I stopped driving, got a monocular to help me read the tram numbers, purchased a special watch and asked my secretary to put a white stripe on my red pens so that I could distinguish them from the black ones. I also became a member of the Talking Book Library.

The Talking Book Library was unlike any library I had ever used. Back in those days, I selected titles from a (large print) catalogue. Books were then sent to me randomly in tape form. I decided it would be good to hone my listening skills on some literary classics such as Voss by Patrick White and Madame Bovary by Flaubert. And then one day, Nana by Emile Zola arrived in the post. Nana is French novel, and is full of references to French names and places. The problem was that the person reading the book had no facility with French whatsoever. While this might not have been a problem had I been listening to the book at high speed, for me it was like fingernails on a blackboard.

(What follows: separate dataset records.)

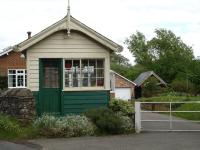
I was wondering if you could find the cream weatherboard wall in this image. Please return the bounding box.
[26,30,111,91]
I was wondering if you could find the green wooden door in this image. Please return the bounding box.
[39,59,62,115]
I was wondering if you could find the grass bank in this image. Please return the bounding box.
[139,94,200,121]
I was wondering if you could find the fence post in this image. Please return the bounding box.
[135,101,141,133]
[169,102,172,130]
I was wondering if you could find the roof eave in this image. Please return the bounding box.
[17,16,123,52]
[110,70,136,85]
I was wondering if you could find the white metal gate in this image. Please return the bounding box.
[135,101,200,133]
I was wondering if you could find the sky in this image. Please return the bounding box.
[0,0,200,64]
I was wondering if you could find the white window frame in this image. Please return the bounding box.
[64,58,105,90]
[8,69,27,88]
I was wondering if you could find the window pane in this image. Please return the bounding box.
[90,78,96,87]
[97,78,104,87]
[8,69,27,88]
[97,69,104,77]
[65,71,71,87]
[91,68,96,78]
[65,60,72,87]
[82,59,88,68]
[17,70,23,74]
[65,60,81,87]
[81,60,88,87]
[17,75,24,87]
[97,59,104,68]
[9,70,15,74]
[65,60,72,69]
[43,60,60,88]
[82,78,88,87]
[8,75,16,87]
[73,60,81,87]
[65,59,104,88]
[89,59,96,67]
[25,75,27,87]
[73,60,80,68]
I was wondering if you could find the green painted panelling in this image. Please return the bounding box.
[32,91,40,116]
[64,100,107,104]
[62,90,109,114]
[63,96,107,100]
[64,103,106,109]
[33,90,109,116]
[63,91,108,96]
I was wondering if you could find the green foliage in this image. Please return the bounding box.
[109,99,134,116]
[140,94,200,102]
[33,113,59,129]
[125,29,194,83]
[0,76,7,90]
[0,114,21,133]
[85,107,129,134]
[142,77,167,97]
[189,61,200,93]
[34,114,95,137]
[0,114,40,140]
[116,114,134,133]
[111,63,147,82]
[58,115,95,137]
[171,79,197,95]
[111,53,131,67]
[140,95,200,121]
[0,114,21,139]
[125,31,153,67]
[174,103,200,120]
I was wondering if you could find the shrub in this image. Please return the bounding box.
[109,99,134,116]
[34,114,95,137]
[171,79,197,95]
[85,107,133,134]
[58,115,95,137]
[33,113,59,129]
[116,113,134,133]
[0,114,21,135]
[142,77,166,97]
[0,76,7,90]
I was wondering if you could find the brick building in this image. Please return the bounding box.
[0,51,26,76]
[110,70,136,100]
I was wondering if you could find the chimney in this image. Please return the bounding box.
[27,31,32,39]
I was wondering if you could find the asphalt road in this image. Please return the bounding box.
[1,132,200,150]
[30,113,200,150]
[1,113,200,150]
[141,112,200,131]
[0,141,40,150]
[30,132,200,150]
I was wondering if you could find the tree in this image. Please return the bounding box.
[125,29,194,83]
[110,53,131,67]
[110,51,148,81]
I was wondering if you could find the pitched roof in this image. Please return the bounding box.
[110,70,136,85]
[15,16,123,52]
[134,71,167,86]
[0,46,14,57]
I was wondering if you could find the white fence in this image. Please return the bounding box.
[135,101,200,133]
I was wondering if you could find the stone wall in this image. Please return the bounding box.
[0,89,36,123]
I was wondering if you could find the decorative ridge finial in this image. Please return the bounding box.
[67,0,71,36]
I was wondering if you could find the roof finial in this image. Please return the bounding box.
[67,0,71,36]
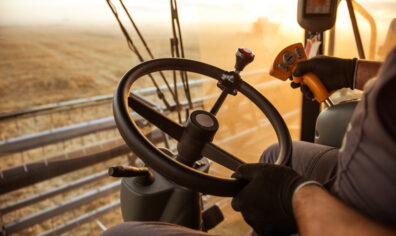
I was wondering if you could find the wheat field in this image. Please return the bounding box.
[0,25,200,113]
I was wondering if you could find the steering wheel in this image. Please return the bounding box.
[113,55,292,197]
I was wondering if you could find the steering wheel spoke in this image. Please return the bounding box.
[202,142,246,171]
[128,94,184,141]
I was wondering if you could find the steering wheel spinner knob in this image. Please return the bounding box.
[234,48,255,73]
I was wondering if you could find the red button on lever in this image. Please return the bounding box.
[239,48,253,57]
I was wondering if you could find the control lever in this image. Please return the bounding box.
[270,43,333,104]
[212,48,255,115]
[108,165,154,185]
[234,48,255,73]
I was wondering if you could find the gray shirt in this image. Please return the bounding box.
[334,48,396,227]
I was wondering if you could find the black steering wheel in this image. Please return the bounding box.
[113,57,292,197]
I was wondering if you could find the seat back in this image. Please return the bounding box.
[315,100,359,148]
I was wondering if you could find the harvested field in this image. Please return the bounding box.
[0,25,200,113]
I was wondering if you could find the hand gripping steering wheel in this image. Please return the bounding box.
[113,49,292,197]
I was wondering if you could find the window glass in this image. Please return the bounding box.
[0,0,304,156]
[326,0,395,104]
[330,0,395,60]
[189,1,303,160]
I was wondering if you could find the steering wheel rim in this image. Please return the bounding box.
[113,58,292,197]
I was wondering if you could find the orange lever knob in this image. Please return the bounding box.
[293,72,330,103]
[270,43,332,103]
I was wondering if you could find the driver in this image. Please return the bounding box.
[233,47,396,235]
[102,48,396,236]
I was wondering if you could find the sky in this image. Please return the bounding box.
[0,0,290,26]
[0,0,394,36]
[0,0,347,25]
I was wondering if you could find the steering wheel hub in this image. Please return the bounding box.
[194,112,216,129]
[176,110,219,166]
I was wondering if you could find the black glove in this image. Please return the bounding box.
[231,163,310,236]
[291,56,357,99]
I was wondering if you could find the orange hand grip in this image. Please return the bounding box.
[293,72,330,103]
[270,43,333,103]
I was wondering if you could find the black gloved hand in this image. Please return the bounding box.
[291,56,357,99]
[231,163,310,236]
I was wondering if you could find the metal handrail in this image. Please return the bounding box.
[352,0,377,60]
[0,128,163,195]
[0,117,116,157]
[0,140,127,195]
[1,181,121,234]
[40,201,121,236]
[0,79,204,122]
[0,170,109,214]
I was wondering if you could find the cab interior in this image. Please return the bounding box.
[0,0,395,235]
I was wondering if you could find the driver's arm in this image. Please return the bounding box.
[231,163,396,235]
[293,185,396,236]
[291,57,383,98]
[355,60,383,89]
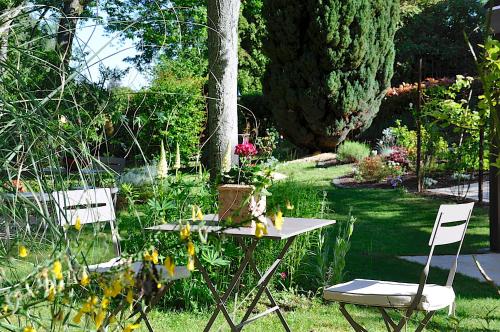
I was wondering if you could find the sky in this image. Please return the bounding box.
[75,20,149,90]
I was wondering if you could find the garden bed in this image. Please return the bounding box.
[333,171,489,193]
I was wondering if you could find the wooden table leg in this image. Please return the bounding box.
[237,237,295,331]
[197,239,259,332]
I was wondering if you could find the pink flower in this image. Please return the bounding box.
[234,142,258,157]
[280,272,287,280]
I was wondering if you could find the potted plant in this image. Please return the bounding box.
[218,139,274,226]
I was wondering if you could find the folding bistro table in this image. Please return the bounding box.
[147,214,335,331]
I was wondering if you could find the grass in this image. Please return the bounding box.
[139,162,499,331]
[3,162,497,331]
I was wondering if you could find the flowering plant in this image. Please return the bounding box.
[388,146,409,167]
[234,142,258,157]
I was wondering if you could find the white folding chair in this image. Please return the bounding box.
[323,202,474,332]
[51,188,189,331]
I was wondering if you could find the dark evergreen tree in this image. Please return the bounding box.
[263,0,399,151]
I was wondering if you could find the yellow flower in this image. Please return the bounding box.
[101,297,110,309]
[111,279,122,297]
[47,285,56,301]
[52,261,63,280]
[180,223,191,240]
[94,310,106,330]
[187,241,195,256]
[151,249,159,264]
[104,286,113,298]
[72,311,83,324]
[80,271,90,286]
[124,323,141,332]
[94,309,105,329]
[144,249,159,264]
[286,200,294,210]
[18,245,28,258]
[23,326,36,332]
[164,257,175,277]
[196,206,203,221]
[157,283,162,289]
[255,223,268,238]
[274,210,284,231]
[74,216,82,231]
[2,304,8,313]
[126,289,134,305]
[187,256,195,271]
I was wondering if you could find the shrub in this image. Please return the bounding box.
[337,141,371,163]
[388,146,409,167]
[357,156,388,182]
[110,60,206,163]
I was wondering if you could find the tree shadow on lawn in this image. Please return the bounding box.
[326,187,490,255]
[343,254,497,300]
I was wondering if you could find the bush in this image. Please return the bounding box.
[110,60,206,163]
[337,141,371,163]
[357,156,388,182]
[388,146,409,167]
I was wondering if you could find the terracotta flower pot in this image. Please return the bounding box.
[218,184,266,225]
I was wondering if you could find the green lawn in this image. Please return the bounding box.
[141,162,498,331]
[3,162,496,331]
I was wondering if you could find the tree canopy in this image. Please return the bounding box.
[263,0,400,151]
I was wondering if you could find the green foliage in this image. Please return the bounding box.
[476,38,500,168]
[336,141,371,163]
[389,120,449,170]
[103,1,208,69]
[263,0,400,151]
[395,0,484,83]
[238,0,267,94]
[110,58,206,162]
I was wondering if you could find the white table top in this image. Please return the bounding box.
[147,214,336,240]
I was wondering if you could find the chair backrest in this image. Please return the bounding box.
[51,188,121,255]
[429,202,474,247]
[98,157,126,173]
[422,202,474,289]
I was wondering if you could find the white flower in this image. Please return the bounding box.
[248,196,267,225]
[157,140,169,179]
[174,142,181,170]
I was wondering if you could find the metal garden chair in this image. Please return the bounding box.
[51,188,189,331]
[323,202,474,332]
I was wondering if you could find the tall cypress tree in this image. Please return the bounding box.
[263,0,399,150]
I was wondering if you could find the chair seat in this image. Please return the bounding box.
[87,257,190,281]
[323,279,455,311]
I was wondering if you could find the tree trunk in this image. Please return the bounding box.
[207,0,241,179]
[0,5,23,74]
[56,0,88,67]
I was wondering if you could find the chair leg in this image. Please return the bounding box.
[139,309,154,332]
[339,303,368,332]
[394,309,414,332]
[130,281,175,332]
[414,311,435,332]
[379,308,397,331]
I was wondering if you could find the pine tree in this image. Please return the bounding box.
[263,0,400,150]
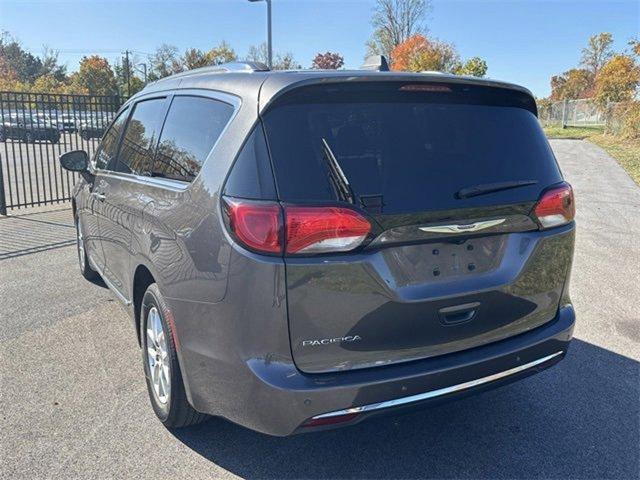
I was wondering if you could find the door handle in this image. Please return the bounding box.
[92,192,106,201]
[438,302,480,326]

This was my first introduction to the problems that VIPs have with access to print material. And I didn’t like it. I wanted to continue to read books of my own choosing and I wanted quality. And so I started borrowing or buying commercial talking books: Dirt Music by Tim Winton, The Fry Chronicles by Stephen Fry, Dreams From My Father by Barack Obama. While commercial talking books are often abridged and do not include page numbers, footnotes and other information, I do not mind this when I am reading for recreational purposes.

When it comes to my professional life, I have experimented with various adaptive tools: from magnifying glasses, and large print photocopies, to closed circuit televisions and software programs such as Zoomtext and JAWS. To give you some idea of how technology has changed, in the mid- 90s I bought a 20-inch monitor that would allow me to magnify text. It cost many thousands of dollars and weighed so much that I had to get a custom built desk that could hold the weight! Less than two decades on, I have a light and stylish 27-inch computer on my desk. All the software I need came as part of the standard package. The adaptive technology has now been “mainstreamed”.

These days I run the Australian Copyright Council, the peak body for Australian creators and copyright owners. In 2013 I was lucky enough to attend the Treaty negotiations in Marrakesh. A big issue in the negotiations was when and how exceptions for VIPs and others should apply. For example, should it be possible to rely on exceptions when books are already commercially available in accessible formats? [2]

The Marrakesh Treaty strives to facilitate access to published works by VIPs and others without removing incentives for commercial entities to create content in accessible formats. This is important. For it is innovation and mainstreaming that enables VIPs to enjoy quality content in a timely and affordable manner. Not like Very Important Persons. Just like everybody else!

[1] See national Interest Analysis

[12 For example, Read How You Want is an Australian company that converts books into accessible formats.’